Baucus Focuses On Chip Reauthorization, Expansion
Committee kicking off reauthorization effort for State Children’s Health Insurance Program
Washington, DC – Finance Committee Chairman Max Baucus (D-Mont.) said today that his committee will work quickly to reauthorize and expand the State Children’s Health Insurance Program (CHIP) this year. At a committee hearing today entitled The Future of CHIP: Improving the Health of America’s Children, a Maryland family testified about their experience with CHIP, GAO Health Care Director Kathy Allen provided data on the ten year experience with the program, and Georgia Governor Sonny Perdue testified about his state’s funding issues and the need for additional funds to cover eligible children. Dr. Cindy Mann of the Georgetown University Center on Children and Families testified about options for improving and expanding CHIP in reauthorization, and the head of Iowa’s CHIP program discussed ways that states can innovate to serve children best. Following the hearing, Baucus indicated his goals for CHIP reauthorization and called for the completion of legislation by May of this year.
“Millions of American children need health care, and we need to think about every one of those kids and their families as we reauthorize CHIP. We can get health care to more kids who need it. We can make CHIP stronger for future generations, by giving states room to innovate and insisting on quality care,” said Baucus. “We’re going to need more money for CHIP. And we need to move fast to find it to keep kids from losing coverage this year.”

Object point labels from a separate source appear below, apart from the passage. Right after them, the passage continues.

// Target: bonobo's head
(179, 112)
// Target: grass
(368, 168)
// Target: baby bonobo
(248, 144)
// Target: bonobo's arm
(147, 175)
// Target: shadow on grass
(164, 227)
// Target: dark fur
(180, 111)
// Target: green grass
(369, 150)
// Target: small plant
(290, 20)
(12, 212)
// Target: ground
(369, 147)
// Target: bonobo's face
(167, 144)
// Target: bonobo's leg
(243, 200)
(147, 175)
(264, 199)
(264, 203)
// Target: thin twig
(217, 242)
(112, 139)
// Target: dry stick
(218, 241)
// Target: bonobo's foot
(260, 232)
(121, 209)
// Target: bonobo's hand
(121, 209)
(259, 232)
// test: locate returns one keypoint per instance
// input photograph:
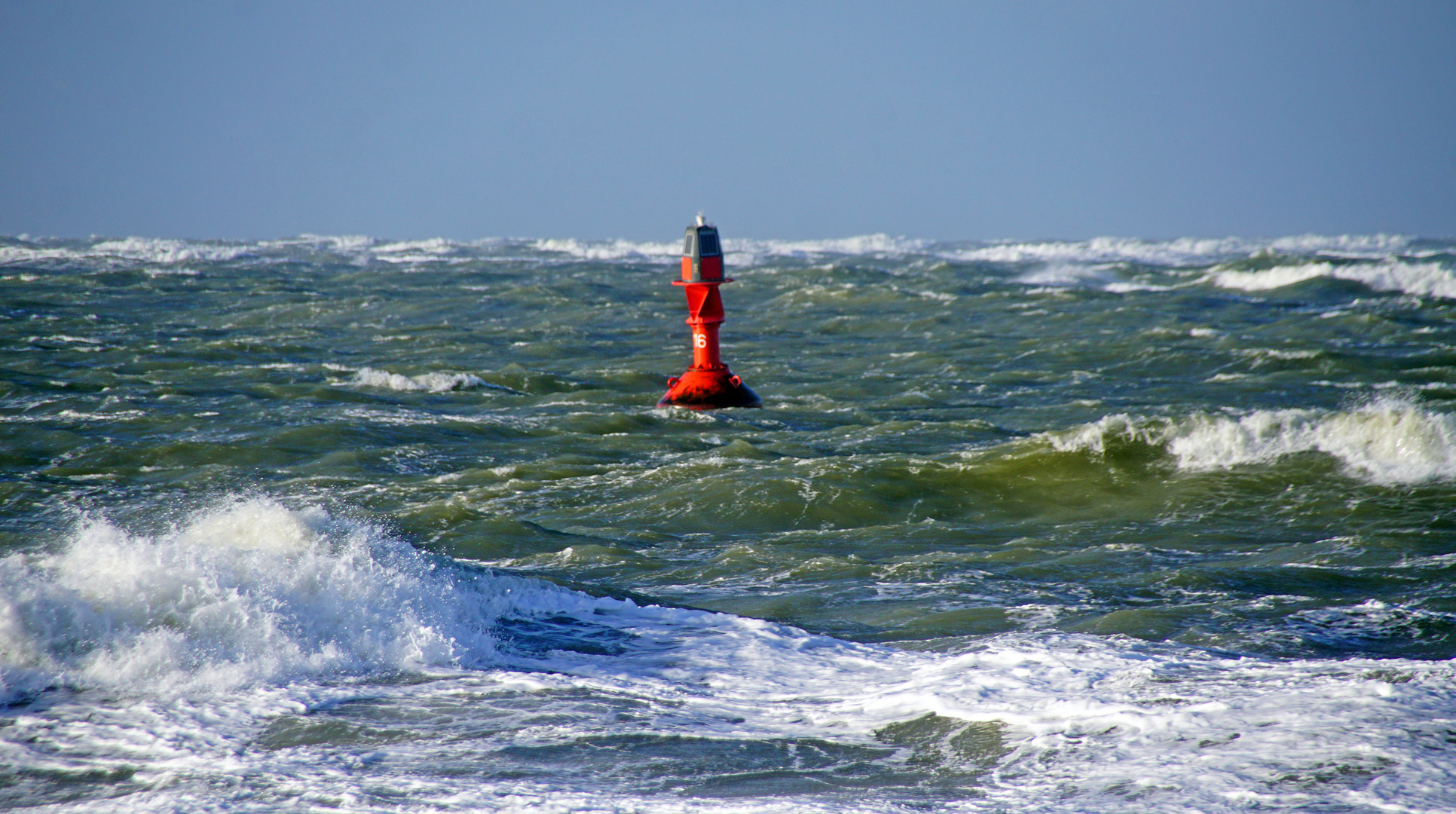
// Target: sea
(354, 525)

At the hearing, Chairman Baucus heard from Kim and Craig Bedford and their 13 year-old son Job about the importance of CHIP for their family. “[Maryland CHIP’S] greatest impact for our family is that we no longer have to make impossible health choices based on our ability to pay,” Kim Bedford said. “We no longer have to decide whether a child ‘really needs’ asthma medication prescribed by his pediatrician.”

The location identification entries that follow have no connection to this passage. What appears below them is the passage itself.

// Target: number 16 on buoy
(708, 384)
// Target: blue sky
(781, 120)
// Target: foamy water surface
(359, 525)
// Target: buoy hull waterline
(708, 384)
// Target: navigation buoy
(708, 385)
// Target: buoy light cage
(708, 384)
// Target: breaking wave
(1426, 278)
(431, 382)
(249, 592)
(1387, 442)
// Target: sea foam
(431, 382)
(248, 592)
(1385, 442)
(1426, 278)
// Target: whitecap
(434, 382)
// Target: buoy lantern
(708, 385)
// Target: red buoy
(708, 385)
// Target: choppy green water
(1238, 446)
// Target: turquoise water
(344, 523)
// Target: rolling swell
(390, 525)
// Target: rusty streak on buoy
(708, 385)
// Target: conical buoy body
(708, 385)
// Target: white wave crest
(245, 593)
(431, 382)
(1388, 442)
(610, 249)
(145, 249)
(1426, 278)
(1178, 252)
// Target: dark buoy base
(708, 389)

“Having good health insurance means I can get inhalers and other medical treatments I need. I really like the security of knowing I always have an inhaler when and where I need it,” said Job Bedford. “Having good health insurance through the Children’s Health Insurance Program means that the health care that my siblings and I need is always available to us. There are no words to describe how safe that makes me feel. I wish everyone had the ability to get the medicine they needed to make their lives easier.”
Baucus worked with Senators John D. Rockefeller (D-W.Va.) and Orrin Hatch (R-Utah), as well as the late Senator John Chafee (R-R.I.), to create CHIP in 1997, and it now provides health care coverage to more than six million American children. Baucus and Finance Committee Ranking Member Chuck Grassley (R-Iowa) were able to pass legislation at the end of 2006 that covered CHIP shortfalls in 14 states through May of this year. While CHIP’s congressional authorization will not expire until September 30, additional funding may be necessary to cover shortfalls expected to recur in May.